3.「身元保証会社利用可」の老人ホーム選びと事前調整
次に当センター希では、身元保証会社を身元保証人として受け入れているサ高住・有料老人ホーム、おひとりさまや身寄りの薄い方の受け入れ実績がある施設を中心に情報収集を行い、候補を絞り込みました。
そのうえで各施設には事前に、
- ご本人さまのご家族状況
- 身元保証会社と契約に向けて動いていること
- 緊急連絡先・日常連絡先の分け方のイメージ
などを共有し、入居時の書類の書き方や、役割分担についても確認しました。
4.見学同行とご入居までのフォロー
見学当日は、ご本人さまと当センター希職員で施設を訪問し、職員の雰囲気、同年代の入居者さまの生活の様子、おひとりさまでの入居実績や、その方々への関わり方などを確認しながら、ご本人さまがここなら自分もやっていけそうだと感じられるかどうかを丁寧に見ていきました。
最終的には、
- 身元保証会社を正式な保証人・緊急連絡先として登録できること
- 日常の相談ごとは、施設職員+身元保証会社で連携できること
- お看取りまでの方針が明確だったこと
を決め手として、京都市内のサービス付き高齢者向け住宅へのご入居が決まりました。
入居当日も当センター希で施設までのご送迎と初回オリエンテーションへの同席を行い、新しい環境への不安が少しでも和らぐようフォローしました。
入居後の変化とご本人さまのご様子
ご本人さまは職員や他の入居者さまと少しずつ打ち解け、談話スペースでテレビを見ながら世間話をされる時間も増えています。
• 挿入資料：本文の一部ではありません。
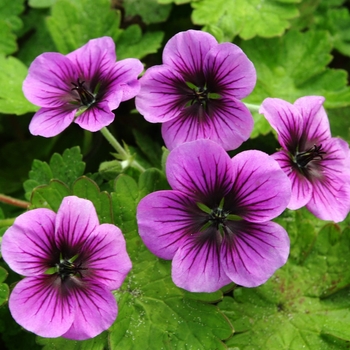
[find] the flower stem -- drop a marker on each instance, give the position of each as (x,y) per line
(14,201)
(252,108)
(124,155)
(7,222)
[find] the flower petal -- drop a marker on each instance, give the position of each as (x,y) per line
(37,304)
(162,96)
(95,311)
(50,122)
(105,254)
(301,186)
(196,267)
(229,72)
(331,184)
(261,190)
(286,119)
(75,221)
(257,251)
(186,51)
(165,219)
(229,123)
(315,120)
(48,83)
(28,245)
(94,58)
(201,169)
(95,117)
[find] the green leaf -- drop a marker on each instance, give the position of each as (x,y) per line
(132,43)
(74,22)
(153,312)
(150,10)
(294,66)
(12,74)
(88,189)
(247,18)
(305,305)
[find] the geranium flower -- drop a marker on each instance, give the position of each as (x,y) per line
(215,222)
(196,92)
(71,264)
(317,164)
(83,86)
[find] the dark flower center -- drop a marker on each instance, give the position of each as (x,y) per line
(87,98)
(302,159)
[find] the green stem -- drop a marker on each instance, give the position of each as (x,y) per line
(124,155)
(14,201)
(252,108)
(7,222)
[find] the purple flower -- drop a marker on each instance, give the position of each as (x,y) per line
(215,222)
(196,92)
(71,264)
(317,164)
(83,86)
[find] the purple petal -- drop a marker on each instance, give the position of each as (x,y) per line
(229,124)
(185,51)
(95,117)
(164,219)
(38,305)
(200,169)
(316,124)
(50,122)
(161,97)
(286,119)
(95,57)
(331,183)
(105,254)
(257,251)
(95,311)
(196,267)
(75,221)
(48,83)
(301,186)
(28,245)
(261,189)
(229,72)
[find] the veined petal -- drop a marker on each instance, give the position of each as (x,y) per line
(37,304)
(186,51)
(229,123)
(95,117)
(229,72)
(256,252)
(301,186)
(28,246)
(201,169)
(48,83)
(75,221)
(162,96)
(331,183)
(286,119)
(96,309)
(315,120)
(106,257)
(255,195)
(50,122)
(197,267)
(165,219)
(94,58)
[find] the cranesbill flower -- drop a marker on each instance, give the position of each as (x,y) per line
(215,222)
(317,164)
(83,86)
(71,264)
(196,92)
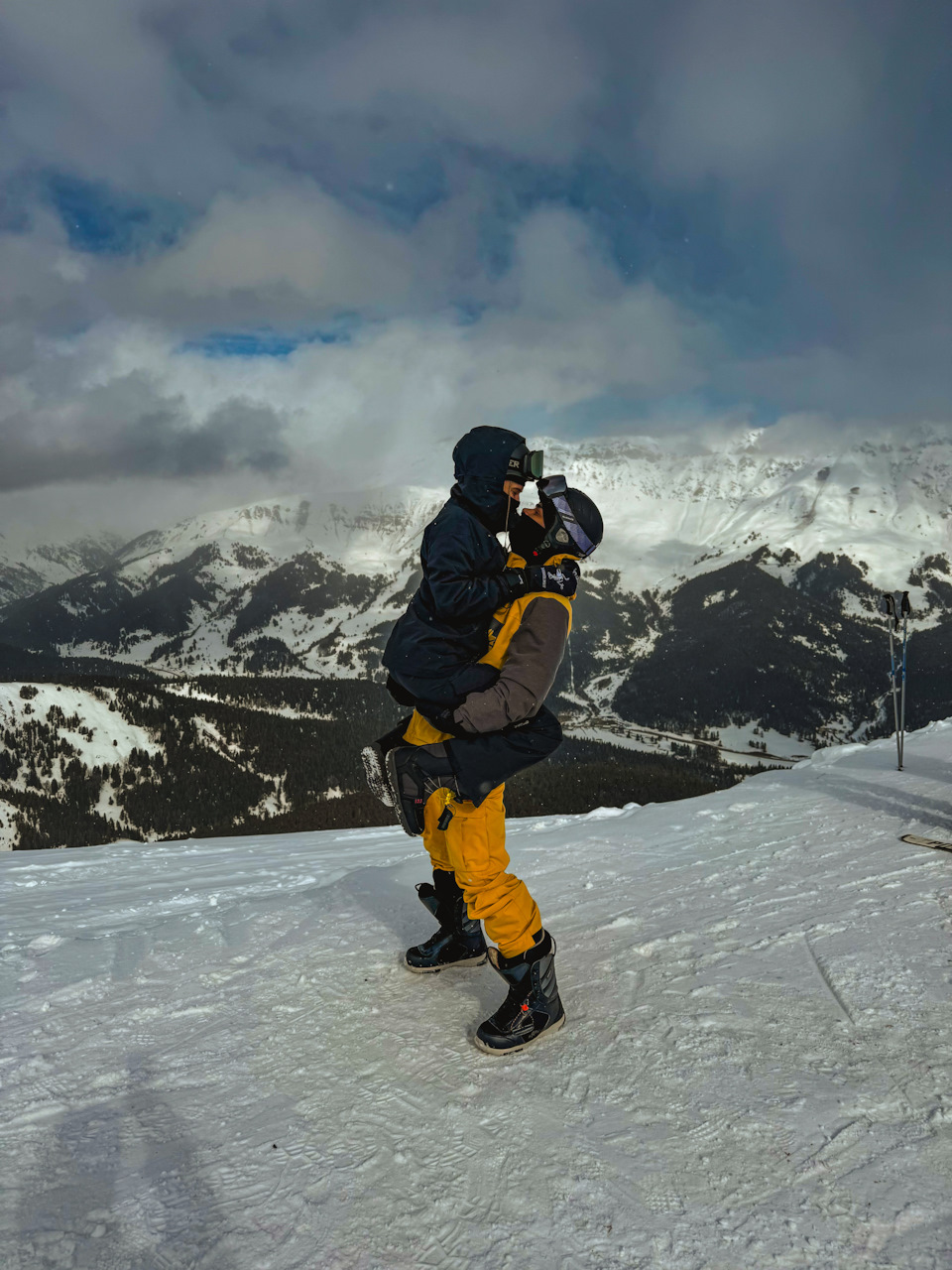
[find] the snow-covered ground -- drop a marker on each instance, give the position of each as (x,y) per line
(212,1057)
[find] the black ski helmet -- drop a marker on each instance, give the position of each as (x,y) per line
(572,525)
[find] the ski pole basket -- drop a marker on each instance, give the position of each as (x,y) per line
(897,610)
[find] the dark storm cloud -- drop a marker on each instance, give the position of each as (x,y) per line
(127,429)
(516,206)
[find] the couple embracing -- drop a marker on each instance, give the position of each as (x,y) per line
(475,654)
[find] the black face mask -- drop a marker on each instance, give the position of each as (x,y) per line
(526,536)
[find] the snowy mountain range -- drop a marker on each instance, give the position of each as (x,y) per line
(738,585)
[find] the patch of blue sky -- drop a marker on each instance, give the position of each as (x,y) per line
(263,343)
(105,221)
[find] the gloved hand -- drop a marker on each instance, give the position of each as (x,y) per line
(560,578)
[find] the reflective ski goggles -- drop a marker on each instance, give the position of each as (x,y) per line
(526,463)
(555,489)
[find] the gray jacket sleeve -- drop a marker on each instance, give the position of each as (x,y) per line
(527,675)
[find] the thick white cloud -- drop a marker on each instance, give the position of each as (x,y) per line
(299,137)
(286,243)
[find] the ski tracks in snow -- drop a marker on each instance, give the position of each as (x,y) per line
(754,1072)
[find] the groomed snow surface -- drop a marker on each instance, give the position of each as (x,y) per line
(212,1057)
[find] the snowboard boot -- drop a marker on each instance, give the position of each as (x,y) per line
(375,758)
(532,1008)
(414,774)
(458,942)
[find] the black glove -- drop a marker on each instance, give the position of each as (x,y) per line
(561,579)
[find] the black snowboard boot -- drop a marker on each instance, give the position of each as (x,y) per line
(458,942)
(532,1010)
(375,758)
(414,772)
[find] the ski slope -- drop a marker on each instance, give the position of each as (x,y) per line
(212,1057)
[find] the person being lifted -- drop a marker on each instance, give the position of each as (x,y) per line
(448,774)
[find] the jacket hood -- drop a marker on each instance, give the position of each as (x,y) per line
(481,461)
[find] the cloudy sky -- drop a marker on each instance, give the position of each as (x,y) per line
(255,245)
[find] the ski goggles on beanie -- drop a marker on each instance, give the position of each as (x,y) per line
(525,463)
(566,531)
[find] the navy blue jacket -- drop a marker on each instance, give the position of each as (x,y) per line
(445,626)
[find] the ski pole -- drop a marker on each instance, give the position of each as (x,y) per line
(906,610)
(889,607)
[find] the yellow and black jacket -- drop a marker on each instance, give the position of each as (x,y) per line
(527,642)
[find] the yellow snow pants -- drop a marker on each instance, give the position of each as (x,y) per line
(474,848)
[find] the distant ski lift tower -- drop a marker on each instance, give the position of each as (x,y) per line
(896,607)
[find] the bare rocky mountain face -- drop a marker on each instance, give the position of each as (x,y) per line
(735,593)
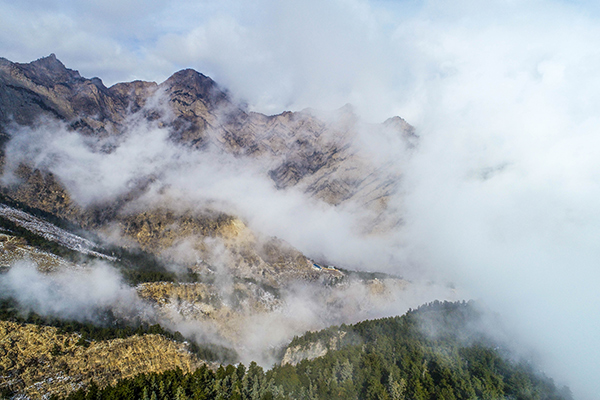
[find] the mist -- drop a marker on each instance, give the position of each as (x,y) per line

「頼れる身内がいない」という不安が、「何かあったときに相談できる人・仕組みがある」という安心に少しずつ変わっていかれました。
ポイント
● 身元保証人がいないから施設には入れないとあきらめてしまう前に、行政の制度や民間の身元保証サービスを含めて一緒に選択肢を整理することが大切です。
● 身元保証会社を利用される場合は、どこまでの範囲を任せるのか、緊急時・日常時の連絡体制、老人ホーム側の受け入れ条件を事前に確認し、施設・身元保証会社・ご本人さま(必要に応じてご親族)で役割分担を明確にしておくことが安心につながります。
● 当センター希では、身元保証人がいない、頼みにくい方のご相談、身元保証会社や関係機関との連携・面談同席、身元保証会社利用可の施設の情報収集・見学同行・入居当日のフォローを通じて、おひとりさまや身寄りの薄い方のご入居もサポートさせていただいております。